Mobile Teeth-Whitening Business Booms During Pandemic

Smiling Latina woman in dark blue scrub top that says "Pearly Whites Yesenia Ramirez" with tooth logo.

Unlike many business owners, Yesenia Ramirez and her mobile teeth-whitening operation have done well during the pandemic.

By Michael J. Fitzgerald

In February, Richmond native Yesenia Ramirez launched a mobile teeth-whitening service called Pearly Whites.

In March, the pandemic hit.

And for most city businesses, the sudden onset of COVID-19 knocked the stuffing out of their operations, a blow from which they are recovering very slowly — if at all.
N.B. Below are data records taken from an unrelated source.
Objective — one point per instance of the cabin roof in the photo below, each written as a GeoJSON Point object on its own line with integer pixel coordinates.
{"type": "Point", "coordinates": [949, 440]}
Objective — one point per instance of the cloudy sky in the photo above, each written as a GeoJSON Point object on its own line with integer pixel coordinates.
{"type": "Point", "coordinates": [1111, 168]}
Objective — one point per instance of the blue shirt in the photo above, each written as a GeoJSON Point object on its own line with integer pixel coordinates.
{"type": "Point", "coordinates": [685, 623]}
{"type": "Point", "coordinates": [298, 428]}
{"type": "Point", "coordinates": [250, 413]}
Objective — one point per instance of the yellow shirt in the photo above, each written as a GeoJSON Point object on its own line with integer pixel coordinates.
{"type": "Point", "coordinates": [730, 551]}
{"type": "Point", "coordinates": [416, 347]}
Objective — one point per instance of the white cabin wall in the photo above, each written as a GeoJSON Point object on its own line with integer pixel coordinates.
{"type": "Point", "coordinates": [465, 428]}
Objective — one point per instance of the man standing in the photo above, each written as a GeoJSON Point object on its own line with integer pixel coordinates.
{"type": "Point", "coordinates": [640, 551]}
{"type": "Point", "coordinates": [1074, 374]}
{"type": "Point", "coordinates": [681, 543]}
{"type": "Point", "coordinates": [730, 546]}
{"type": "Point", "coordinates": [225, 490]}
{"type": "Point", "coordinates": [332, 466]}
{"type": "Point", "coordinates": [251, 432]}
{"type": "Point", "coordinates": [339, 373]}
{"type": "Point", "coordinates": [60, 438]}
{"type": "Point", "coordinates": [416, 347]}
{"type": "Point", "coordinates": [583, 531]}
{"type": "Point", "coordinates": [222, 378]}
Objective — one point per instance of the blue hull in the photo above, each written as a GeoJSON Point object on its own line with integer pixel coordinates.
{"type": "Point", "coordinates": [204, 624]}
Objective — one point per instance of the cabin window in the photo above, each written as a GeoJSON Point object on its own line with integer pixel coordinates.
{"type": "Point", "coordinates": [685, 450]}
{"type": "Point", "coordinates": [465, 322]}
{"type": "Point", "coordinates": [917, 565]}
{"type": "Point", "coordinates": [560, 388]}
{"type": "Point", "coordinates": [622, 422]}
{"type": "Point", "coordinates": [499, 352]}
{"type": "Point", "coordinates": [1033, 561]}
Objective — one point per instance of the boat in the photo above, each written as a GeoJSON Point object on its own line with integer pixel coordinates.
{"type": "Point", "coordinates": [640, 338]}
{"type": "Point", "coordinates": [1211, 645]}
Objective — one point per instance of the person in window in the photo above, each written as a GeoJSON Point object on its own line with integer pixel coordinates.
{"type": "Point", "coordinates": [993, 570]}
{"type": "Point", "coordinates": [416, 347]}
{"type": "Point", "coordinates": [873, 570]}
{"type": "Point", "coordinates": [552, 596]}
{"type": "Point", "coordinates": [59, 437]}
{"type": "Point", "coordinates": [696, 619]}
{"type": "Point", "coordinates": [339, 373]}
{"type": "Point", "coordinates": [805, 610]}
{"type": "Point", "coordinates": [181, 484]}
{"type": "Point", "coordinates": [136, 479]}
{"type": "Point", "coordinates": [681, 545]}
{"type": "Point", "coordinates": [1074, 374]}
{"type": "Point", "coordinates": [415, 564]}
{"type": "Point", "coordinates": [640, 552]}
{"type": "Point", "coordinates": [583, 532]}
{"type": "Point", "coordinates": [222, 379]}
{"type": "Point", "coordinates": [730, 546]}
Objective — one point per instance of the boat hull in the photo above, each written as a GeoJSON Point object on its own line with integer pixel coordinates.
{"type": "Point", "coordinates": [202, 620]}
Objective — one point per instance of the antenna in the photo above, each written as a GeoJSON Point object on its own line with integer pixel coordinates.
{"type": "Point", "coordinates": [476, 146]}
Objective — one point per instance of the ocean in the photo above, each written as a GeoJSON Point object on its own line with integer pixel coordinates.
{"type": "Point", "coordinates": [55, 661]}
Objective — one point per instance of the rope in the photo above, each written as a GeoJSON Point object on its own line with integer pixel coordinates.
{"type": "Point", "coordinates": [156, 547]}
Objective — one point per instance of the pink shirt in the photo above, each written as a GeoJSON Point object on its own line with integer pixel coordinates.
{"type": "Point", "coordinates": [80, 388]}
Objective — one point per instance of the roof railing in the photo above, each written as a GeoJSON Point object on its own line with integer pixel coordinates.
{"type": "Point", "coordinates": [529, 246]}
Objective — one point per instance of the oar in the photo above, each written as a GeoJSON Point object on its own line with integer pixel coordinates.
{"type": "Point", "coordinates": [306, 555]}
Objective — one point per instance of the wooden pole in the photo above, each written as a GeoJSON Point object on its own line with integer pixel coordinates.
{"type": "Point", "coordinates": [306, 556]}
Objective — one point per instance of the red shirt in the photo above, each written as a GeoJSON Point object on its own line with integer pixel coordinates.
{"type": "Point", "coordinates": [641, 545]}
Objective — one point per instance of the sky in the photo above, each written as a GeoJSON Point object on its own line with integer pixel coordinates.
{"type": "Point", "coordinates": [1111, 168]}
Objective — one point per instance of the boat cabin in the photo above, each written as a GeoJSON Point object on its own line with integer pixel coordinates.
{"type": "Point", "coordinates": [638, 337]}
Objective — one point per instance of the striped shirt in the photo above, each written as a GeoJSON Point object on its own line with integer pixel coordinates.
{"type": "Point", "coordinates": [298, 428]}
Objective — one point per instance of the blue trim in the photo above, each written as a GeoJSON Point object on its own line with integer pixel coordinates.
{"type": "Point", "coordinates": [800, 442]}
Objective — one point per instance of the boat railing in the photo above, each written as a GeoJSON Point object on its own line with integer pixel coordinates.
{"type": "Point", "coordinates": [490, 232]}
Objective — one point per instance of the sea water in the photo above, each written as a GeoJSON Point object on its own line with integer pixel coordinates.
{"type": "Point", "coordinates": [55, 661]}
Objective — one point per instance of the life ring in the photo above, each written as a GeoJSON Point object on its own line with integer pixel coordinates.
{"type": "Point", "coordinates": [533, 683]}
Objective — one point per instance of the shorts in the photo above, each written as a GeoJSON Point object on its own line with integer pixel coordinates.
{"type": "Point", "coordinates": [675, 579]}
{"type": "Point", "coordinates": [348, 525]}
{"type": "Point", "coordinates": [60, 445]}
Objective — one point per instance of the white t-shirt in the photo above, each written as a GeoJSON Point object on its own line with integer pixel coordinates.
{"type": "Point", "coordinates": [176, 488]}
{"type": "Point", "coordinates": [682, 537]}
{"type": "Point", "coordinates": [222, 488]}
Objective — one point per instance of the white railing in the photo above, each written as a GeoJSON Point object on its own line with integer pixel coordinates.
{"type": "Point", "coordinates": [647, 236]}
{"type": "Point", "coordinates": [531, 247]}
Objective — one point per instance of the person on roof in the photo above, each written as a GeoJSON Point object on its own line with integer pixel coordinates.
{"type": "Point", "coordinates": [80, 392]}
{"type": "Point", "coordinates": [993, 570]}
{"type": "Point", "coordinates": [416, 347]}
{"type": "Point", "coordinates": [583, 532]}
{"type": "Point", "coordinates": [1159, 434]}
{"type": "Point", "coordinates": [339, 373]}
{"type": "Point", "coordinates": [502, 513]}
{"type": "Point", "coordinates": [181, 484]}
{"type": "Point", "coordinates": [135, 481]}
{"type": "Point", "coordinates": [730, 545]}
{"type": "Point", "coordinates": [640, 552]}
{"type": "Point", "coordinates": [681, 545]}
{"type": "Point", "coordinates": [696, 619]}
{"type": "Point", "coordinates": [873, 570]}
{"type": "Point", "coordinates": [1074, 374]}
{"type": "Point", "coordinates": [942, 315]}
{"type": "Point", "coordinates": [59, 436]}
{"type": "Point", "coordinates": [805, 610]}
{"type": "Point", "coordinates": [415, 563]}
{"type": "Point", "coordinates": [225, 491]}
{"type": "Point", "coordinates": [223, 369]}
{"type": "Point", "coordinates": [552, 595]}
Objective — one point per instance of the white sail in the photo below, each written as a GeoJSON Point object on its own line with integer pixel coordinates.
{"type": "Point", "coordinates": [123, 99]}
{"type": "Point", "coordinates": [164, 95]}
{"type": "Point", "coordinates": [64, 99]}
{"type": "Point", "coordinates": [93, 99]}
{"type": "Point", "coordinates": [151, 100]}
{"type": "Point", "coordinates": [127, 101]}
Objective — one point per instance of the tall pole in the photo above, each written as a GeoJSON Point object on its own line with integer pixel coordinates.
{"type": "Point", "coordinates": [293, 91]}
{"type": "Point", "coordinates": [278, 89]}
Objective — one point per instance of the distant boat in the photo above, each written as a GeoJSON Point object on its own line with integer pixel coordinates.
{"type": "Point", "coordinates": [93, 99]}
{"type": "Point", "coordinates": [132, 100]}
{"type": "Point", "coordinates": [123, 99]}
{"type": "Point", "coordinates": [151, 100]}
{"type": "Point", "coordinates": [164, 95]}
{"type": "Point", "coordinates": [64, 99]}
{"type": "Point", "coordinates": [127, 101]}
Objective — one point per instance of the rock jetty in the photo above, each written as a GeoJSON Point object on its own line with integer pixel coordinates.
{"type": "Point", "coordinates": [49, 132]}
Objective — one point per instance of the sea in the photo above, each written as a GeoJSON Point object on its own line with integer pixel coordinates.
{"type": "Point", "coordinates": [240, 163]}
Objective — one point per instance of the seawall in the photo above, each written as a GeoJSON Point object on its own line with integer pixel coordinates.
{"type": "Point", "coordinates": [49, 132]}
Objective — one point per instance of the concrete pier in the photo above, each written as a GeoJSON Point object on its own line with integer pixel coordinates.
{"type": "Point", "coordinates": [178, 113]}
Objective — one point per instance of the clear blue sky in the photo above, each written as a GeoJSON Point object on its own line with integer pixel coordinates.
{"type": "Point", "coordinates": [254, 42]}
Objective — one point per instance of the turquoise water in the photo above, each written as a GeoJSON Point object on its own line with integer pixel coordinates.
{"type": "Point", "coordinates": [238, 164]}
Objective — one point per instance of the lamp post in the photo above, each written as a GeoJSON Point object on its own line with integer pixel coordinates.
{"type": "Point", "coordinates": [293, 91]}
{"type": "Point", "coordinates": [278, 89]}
But for the 33-year-old Ramirez, the pandemic has barely been a speed bump. In fact, it even seems to have contributed to getting clients, she believes.

One reason is that people seem more comfortable in their homes than going to a medical office, she says. Another might be because Ramirez charges $150 for whitening, compared to the $500 to $800 to have the same procedure done at a dentist’s office.

Ramirez is a state-licensed dental assistant with what the state labels “extended function.”

That extended function allows her to whiten teeth using a gel product and lamp system. According to the Pearly Whites website, the gels are vegan, kosher and gluten- and cruelty-free, meaning they have not been tested on animals. She also brings a recliner-style chair that most patients find more comfortable than sitting on a couch or armchair for the procedure.

A 15-year dental industry veteran, Ramirez currently works during the week as an office manager for a local dentist. But on weekends she sees 10-15 whitening clients in their homes — and demand is growing, she says.

“It takes about an hour to do the process,” she says. “And, sometimes, when I’m doing it, other family members see and want to get their teeth done too.”

When she told her dentist-employer that she was starting her business, he was very supportive, she said. Many dental offices offer whitening services, but a higher priority is usually put on other dental procedures such as crowns and fillings.

Ramirez so far has relied on social media and referrals to get her clients, a strategy that is keeping her very busy, she says.

And the pandemic?

“I have lots of safety protocols in place when I visit,” she says. “I take client temperatures, for example. And only the client getting their teeth whitened is in the room while I do the work.”